Context matters. It is tempting to identify risks that, while real, are not relevant to your context. There are some risks that are simply too large or too derivative to spend time analyzing.
For example, a regional chain of grocery stores might initially identify changes to food labelling as a regulatory risk. The grocery store chain lacks the resources to comment or influence the regulatory process. More important, as a retailer the labeling law does not change how they sell food products.
The law and changes to it certainly affect their suppliers and the food producers. In the end, they correctly decide that their context allows them to take this risk off the list.
What is your organization’s external context? At first glance, this might seem like a vague notion, but the external context means those outside factors which relate to your organization’s objectives.
To give shape to your external context identify market forces, trends or drivers, or dependencies.
There are many potential market forces. You might ask the following types of questions:
- Does your organization compete in a regulated industry, such as financial services, health care, or transportation?
- Is your industry or related business practices under political scrutiny, such as land use change, fees and charges, or the like.
- Are their important technical standards that influence your assessment of legal risk?
- Is your organization local, regional, national, or global?
- Is the organization public or private? How does its ownership affect the context?

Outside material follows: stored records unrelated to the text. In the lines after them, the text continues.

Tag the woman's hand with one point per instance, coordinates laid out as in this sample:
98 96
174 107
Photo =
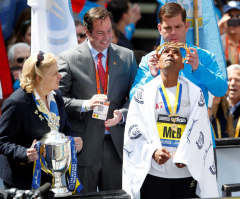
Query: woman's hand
78 143
32 152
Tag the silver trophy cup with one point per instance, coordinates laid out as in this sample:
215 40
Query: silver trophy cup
56 150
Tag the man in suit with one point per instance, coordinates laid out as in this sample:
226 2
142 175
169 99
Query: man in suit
100 162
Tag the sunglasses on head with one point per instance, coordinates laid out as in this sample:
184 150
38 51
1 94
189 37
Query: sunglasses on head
81 35
40 58
20 60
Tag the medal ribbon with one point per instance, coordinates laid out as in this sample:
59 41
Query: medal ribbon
166 101
105 82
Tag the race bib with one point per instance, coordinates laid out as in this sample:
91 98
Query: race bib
170 129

Long term trends can influence how we understand the external context for risk. Those trends should be at the appropriate level and intersect with legal risk.

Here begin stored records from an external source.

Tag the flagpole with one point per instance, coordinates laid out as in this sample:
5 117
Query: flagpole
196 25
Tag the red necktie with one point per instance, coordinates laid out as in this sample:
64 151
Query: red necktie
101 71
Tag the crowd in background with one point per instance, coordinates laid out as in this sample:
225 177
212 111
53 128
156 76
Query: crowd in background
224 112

Dependencies can magnify both likelihood and consequences ratings. So it is important to identify them in our assessment of the external context.
For example, if the organization relies on a single supplier for a key component of our production process and it is difficult to switch, then a breach of contract risk would automatically impose more risk than a similar claim with a commodity supplier.

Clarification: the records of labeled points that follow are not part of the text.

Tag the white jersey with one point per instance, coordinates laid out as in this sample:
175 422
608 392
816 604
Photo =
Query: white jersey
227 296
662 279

The internal context can be just as complex (sometimes more so) as the external environment. We will focus on three major areas: objectives, structure, and systems.
Since the definition of risk is “the effect of uncertainty on objectives” we must list the organization’s objectives. Recall that the “organization” might be the entire company, division, department, or team. At whatever scale, we need to identify the objective.
To the extent, the organization’s structure is relevant, we should include it in the discussion of the internal context.
A foreign affiliate might be subject to an intellectual property claim, but the nature of the affiliate and the jurisdiction in question might mean that the risk is inherently low.
Whereas, the same claim in our primary jurisdiction against the Research & Development subsidiary, might have significantly graver consequences.
Understanding our internal systems is important for two different reasons. First, they can be a useful source of quantitative data to improve our qualitative judgement about likelihood and consequences.
Second, our internal systems can both control and create risk.